Heat (and humidity) acclimation is something that coaches must research and study so that they are familiar with what their athlete’s bodies are physiologically trying to cope with, so as to not overly stress the body and lead to excess fatigue, dehydration, immune system suppression, increased body inflammation and oxidative stress, or worse still dangerously high core body temperatures, heat stroke, and hyponatraemia.

The body has to make many adjustments so that it can cope with exercise in these conditions; in a nutshell it is all about COOLING. Heat is dangerous to us especially humid heat as humidity makes it harder to lose heat via sweating so we get hotter despite sweating a lot because the sweat remains for longer on our skin.

The body functions only in a narrow window of temperatures and rising above this is dangerous to all our vital functions. We maintain optimal body temperatures in a process called “thermoregulation” – in-built strategies that allow your body to maintain its internal core temperature. The cardiovascular, central nervous system, and endocrine systems bear the brunt of most of these adaptations and in summary we see adjustments to total body water and blood volume, sweating, skin blood flow, and heart rate (pulse). Some athletes may notice postural hypotension where rapid changes in posture such as standing up leads to slight dizziness while the body is adjusting to all these changes; or nausea if things are pushed too far.

It is important to remember that training in the heat and humidity is not only uncomfortable and frustrating, but stressful on the body. We see elevations of cortisol and other immune, free-radical and inflammatory markers when first exercising in a hot-humid environment. What this means is that if you push it too far and too fast you will fatigue yourself, create increased inflammation in the body and perhaps also deplete the immune system leaving your more susceptible to getting run down. If you are a number cruncher each sessions TSS will be underestimating the stress of the session on the body.

Despite the initial negative impact on antioxidant, immune and inflammation systems in the body once acclimated the body adapts and training is no longer as stressful as systems upgrade so to speak. There is no need to take antioxidant supplements; give the body time and eat well.

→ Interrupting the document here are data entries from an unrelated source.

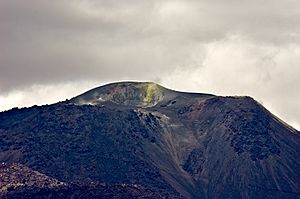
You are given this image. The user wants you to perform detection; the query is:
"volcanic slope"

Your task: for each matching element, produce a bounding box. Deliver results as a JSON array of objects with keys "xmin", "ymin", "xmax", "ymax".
[{"xmin": 0, "ymin": 82, "xmax": 300, "ymax": 198}]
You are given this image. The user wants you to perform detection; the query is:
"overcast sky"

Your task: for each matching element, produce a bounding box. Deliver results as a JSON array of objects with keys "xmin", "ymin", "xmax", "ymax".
[{"xmin": 0, "ymin": 0, "xmax": 300, "ymax": 130}]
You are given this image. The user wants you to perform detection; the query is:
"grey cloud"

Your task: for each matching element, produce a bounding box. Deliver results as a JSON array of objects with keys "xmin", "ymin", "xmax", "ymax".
[{"xmin": 0, "ymin": 0, "xmax": 300, "ymax": 129}]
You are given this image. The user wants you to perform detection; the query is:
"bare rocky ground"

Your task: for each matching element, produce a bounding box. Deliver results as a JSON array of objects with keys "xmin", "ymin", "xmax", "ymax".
[{"xmin": 0, "ymin": 82, "xmax": 300, "ymax": 199}]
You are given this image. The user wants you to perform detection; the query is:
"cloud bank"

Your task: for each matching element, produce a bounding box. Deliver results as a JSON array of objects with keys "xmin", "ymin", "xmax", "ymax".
[{"xmin": 0, "ymin": 0, "xmax": 300, "ymax": 129}]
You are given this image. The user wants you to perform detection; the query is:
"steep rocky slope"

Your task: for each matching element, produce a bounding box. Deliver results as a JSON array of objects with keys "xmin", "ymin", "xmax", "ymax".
[{"xmin": 0, "ymin": 82, "xmax": 300, "ymax": 198}]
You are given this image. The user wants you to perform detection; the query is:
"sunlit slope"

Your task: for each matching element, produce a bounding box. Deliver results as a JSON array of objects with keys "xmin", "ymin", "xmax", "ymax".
[{"xmin": 0, "ymin": 82, "xmax": 300, "ymax": 198}]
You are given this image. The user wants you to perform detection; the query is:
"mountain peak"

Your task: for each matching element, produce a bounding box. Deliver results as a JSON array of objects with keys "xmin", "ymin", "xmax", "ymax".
[{"xmin": 70, "ymin": 82, "xmax": 211, "ymax": 107}]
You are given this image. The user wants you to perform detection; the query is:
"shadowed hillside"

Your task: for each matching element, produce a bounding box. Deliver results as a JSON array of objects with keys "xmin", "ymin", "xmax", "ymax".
[{"xmin": 0, "ymin": 82, "xmax": 300, "ymax": 198}]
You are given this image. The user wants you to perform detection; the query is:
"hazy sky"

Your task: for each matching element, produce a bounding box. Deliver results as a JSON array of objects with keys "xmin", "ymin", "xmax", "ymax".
[{"xmin": 0, "ymin": 0, "xmax": 300, "ymax": 130}]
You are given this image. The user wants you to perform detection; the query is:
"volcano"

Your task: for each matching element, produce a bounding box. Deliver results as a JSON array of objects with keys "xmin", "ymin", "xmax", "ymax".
[{"xmin": 0, "ymin": 82, "xmax": 300, "ymax": 199}]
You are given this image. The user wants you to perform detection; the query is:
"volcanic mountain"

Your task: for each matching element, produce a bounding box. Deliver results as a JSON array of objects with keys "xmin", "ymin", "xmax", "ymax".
[{"xmin": 0, "ymin": 82, "xmax": 300, "ymax": 198}]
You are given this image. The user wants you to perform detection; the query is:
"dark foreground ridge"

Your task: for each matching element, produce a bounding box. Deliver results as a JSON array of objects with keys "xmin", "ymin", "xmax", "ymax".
[{"xmin": 0, "ymin": 82, "xmax": 300, "ymax": 198}]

This training stress added to any long-haul travel can spell disaster if the athlete falls ill. It is in your favour to allow the body adapt with a gradual return over a few days to full training volume and intensity. Some athletes adjust faster than others. Inform your coach of how you are adjusting and allow them to tweak the plan accordingly.

Remember that you are in training for an event; and getting to race day as fit and healthy as possible is your goal. You have trained for months if not the whole year and more to race Ironman world championships in Kona. You may not be able to control the weather conditions, but you are in control of how you prepare in them and how respond to them on race day. Kona is very different to all other races, and Hawaii is different to most other environments. She demands respect. 

I urge you to read this article for a more in-depth discussion of what is going on and how best to deal with it: Heat Acclimation for Runners by Bill Henderson, MD. This article is worth reading alone for the superb timeline of heat acclimation; very helpful for athletes to urge them to trust in the process and go easy in the first few days of training in the heat.

Here are two very important paragraphs from Dr. Hendersons article (thanks you Dr Henderson!) which spell out just why the heat takes it out of you!

“Why are we slower in hot conditions? There are a variety of proposed mechanisms, but the one that is most widely accepted is based on cardiac output limitations.

When we exercise, we produce a great deal of heat. One of the principle ways that we get rid of this excess heat is through sweating (evaporative heat loss), as well as conduction and radiation of heat from our skin. To achieve this, our bodies have to send a considerable amount of blood to the skin. This blood is therefore not available to perfuse working muscles and deliver oxygen to them. So a portion of our blood volume is essentially no longer able to participate in oxygen delivery and energy formation in our exercising muscles. The greater the amount of heat that we need to dissipate, the greater the proportion of blood that is diverted to the skin (up to a point – this can’t increase forever).

What is necessary for cooling isn’t the hemoglobin (the red blood cells in blood) but the plasma, which is essentially water with a number of different proteins and electrolytes in it. However, your body can’t separate the red cells (which are the oxygen carriers) from the plasma – they all go along for the ride to the skin.”

And if this gets your juices running then come back to this one Heat Acclimation for Runners: A Coach’s Analysis by Bryon Powell, and here is Joe Friel’s take; even he dials it back when exercising in the heat. Friel also recommends allowing your body to recover when doing intense workouts and perhaps doing less total high-intensity work, to not go by heart rate as  it is not a good indicator of intensity when it’s hot, to consider racing at a slower initial pace (to last the race) and to be aware that your heart rate will be higher than normal for any given sub-maximal pace or power.

The articles listed above are written for ease of understanding. A search of PubMed, a service of the US National Library of Medicine, will deliver numerous hard-core science papers on this topic.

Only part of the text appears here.